Rabbit lifted a shoulder, still focused on the front of the store even though the blonde was long gone. ‘‘Why don’t you check on the pruning for yourself, Strike-out? ’’

‘‘In other words, no.’’ Strike rubbed absently at his wrist, which had started aching early that morning, along with most of the rest of his body. He was tired, and vaguely pissed off for no good reason. There was nothing wrong, but there was nothing particularly right, either.

He was used to living with Jox, Red-Boar, and Rabbit in a strange bacheloresque symbiosis that was part necessity, part history, but it wasn’t the life he would’ve picked. Four and a half more years until the world doesn’t end, he reminded himself. You’ve just got to hang on until then.

‘‘Delivery’s here,’’ Rabbit said, shifting his attention as an eighteen-wheeler turned up the driveway. ‘‘I’ll sign for it.’’

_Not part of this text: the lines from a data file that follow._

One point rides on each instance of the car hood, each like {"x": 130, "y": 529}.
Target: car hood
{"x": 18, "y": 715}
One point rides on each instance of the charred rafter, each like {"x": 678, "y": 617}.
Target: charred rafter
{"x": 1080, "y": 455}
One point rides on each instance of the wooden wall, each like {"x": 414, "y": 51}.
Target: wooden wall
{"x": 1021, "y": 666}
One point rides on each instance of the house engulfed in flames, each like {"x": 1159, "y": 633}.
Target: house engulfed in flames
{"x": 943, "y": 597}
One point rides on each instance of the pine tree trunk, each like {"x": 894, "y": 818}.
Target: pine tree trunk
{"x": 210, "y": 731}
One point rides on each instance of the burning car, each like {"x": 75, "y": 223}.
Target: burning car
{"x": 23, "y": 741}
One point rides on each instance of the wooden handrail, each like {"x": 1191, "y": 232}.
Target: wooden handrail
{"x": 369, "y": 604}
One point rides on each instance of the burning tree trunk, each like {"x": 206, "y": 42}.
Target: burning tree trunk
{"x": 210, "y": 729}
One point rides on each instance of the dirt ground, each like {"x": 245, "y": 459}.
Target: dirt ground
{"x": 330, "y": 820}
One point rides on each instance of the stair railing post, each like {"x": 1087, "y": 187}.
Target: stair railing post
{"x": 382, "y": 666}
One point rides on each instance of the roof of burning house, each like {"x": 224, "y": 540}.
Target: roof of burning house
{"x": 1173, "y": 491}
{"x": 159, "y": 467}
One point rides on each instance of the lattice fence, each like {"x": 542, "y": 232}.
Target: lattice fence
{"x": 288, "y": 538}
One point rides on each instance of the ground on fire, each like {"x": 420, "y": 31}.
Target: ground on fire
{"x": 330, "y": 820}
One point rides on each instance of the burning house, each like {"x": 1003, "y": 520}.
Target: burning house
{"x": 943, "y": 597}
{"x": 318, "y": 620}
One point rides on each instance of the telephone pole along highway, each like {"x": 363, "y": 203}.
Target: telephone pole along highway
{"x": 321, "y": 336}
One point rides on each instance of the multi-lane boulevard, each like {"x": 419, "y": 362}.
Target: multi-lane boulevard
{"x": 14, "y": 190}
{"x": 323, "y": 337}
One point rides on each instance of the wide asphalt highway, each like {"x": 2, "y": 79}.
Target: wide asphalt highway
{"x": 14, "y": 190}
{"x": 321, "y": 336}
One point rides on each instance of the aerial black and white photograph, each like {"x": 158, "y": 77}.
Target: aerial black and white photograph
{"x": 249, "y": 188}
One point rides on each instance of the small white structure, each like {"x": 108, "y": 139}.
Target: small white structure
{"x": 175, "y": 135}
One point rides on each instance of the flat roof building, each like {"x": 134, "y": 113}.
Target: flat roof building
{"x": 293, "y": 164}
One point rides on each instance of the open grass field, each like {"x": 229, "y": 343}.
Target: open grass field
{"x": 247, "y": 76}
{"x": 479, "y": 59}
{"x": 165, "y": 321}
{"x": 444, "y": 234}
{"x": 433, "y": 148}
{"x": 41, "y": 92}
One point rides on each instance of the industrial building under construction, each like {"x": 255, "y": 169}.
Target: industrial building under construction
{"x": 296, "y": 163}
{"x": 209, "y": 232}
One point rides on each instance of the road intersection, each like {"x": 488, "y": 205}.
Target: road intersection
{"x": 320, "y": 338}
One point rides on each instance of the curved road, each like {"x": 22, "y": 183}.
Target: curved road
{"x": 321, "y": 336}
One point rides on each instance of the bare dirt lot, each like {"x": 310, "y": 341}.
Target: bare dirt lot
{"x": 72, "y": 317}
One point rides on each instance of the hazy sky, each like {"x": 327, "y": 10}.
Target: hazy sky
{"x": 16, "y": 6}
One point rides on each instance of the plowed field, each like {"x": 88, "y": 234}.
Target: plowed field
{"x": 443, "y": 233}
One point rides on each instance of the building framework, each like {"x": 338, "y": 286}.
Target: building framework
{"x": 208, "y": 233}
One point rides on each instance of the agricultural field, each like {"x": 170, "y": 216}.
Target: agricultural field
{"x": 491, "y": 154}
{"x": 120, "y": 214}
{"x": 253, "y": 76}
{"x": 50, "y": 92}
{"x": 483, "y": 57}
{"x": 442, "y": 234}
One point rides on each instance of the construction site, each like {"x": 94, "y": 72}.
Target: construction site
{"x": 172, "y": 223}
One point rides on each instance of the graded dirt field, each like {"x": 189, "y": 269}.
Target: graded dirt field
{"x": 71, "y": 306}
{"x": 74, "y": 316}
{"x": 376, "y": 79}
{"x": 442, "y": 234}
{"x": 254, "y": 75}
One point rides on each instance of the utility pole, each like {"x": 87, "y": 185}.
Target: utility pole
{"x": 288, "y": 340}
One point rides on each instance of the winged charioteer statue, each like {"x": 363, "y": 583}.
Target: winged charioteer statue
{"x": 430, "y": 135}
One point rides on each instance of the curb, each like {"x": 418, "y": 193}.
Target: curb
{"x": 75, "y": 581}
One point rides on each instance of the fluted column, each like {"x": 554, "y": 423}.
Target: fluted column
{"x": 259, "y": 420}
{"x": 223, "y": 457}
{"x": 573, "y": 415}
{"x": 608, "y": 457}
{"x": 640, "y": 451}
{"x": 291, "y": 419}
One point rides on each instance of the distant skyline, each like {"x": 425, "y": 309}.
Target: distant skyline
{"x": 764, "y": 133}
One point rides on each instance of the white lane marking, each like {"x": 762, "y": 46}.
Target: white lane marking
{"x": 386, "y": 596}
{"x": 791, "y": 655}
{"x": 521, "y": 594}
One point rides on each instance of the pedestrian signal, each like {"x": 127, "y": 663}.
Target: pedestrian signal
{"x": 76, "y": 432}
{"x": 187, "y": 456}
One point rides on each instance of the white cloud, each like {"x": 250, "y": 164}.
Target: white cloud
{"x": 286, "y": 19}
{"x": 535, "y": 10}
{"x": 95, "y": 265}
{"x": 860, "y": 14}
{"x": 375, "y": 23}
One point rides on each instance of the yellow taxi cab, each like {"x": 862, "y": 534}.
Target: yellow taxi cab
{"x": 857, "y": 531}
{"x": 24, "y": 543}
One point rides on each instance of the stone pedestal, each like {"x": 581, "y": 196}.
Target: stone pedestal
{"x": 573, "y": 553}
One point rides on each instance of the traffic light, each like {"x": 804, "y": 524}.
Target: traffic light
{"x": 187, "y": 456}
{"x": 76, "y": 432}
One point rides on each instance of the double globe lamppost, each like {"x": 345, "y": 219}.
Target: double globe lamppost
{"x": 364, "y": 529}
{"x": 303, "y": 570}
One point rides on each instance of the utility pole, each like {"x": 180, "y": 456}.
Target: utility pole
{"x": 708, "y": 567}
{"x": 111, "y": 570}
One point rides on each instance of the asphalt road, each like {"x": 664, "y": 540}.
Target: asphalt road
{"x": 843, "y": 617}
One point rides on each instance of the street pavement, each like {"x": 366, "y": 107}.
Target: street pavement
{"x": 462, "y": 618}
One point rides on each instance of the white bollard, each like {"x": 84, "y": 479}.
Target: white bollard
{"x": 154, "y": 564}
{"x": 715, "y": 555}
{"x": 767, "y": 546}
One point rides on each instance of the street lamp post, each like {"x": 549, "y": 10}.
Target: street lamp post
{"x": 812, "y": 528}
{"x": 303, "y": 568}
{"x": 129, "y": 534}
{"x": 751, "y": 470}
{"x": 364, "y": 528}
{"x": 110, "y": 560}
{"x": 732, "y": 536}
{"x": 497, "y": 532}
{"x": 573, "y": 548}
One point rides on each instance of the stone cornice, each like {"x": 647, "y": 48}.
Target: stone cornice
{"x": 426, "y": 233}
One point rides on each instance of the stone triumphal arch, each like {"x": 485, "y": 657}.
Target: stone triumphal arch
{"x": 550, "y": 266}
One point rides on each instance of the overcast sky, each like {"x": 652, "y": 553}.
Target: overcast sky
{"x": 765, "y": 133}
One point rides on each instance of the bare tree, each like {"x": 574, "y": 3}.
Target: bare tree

‘‘No way.’’ Strike grabbed Rabbit by the back of his hood, knowing the kid was just as likely to blow straight past the truck and down the street to the liquor store, bucking for another shoplifting conviction. He headed the teen toward the greenhouse with a shove. ‘‘Prune. Now.’’

‘‘Fuck you.’’

Strike patted his pocket, where he’d stuck the ten. ‘‘We’re even.’’

He signed for the delivery—more cow shit—and headed into the store, which was functional and homey without being unrelentingly cute.

The walls were lined with shelves and bins holding everything from fifty-cent peat cakes to three-hundred-dollar customized bird feeders, complete with advanced squirrel deterrent systems that made no sense to Strike. Rows of freestanding shelves held the seeds and chemicals, and twenty-pounders of fertilizer, crabgrass killer, and slug repellent were stacked neatly in a row headed for the checkout area, where books and magazines competed for space with other point-of-purchase doodads. The counter was paneled in rustic wood like the rest of the shop, and the high-tech cash register was disguised to look like something out of the forties.

Behind the counter, Jox was perched on a bar stool chatting with the blonde, whom he’d apparently talked into a pink ceramic pot for her impatiens, along with a bonsai money tree.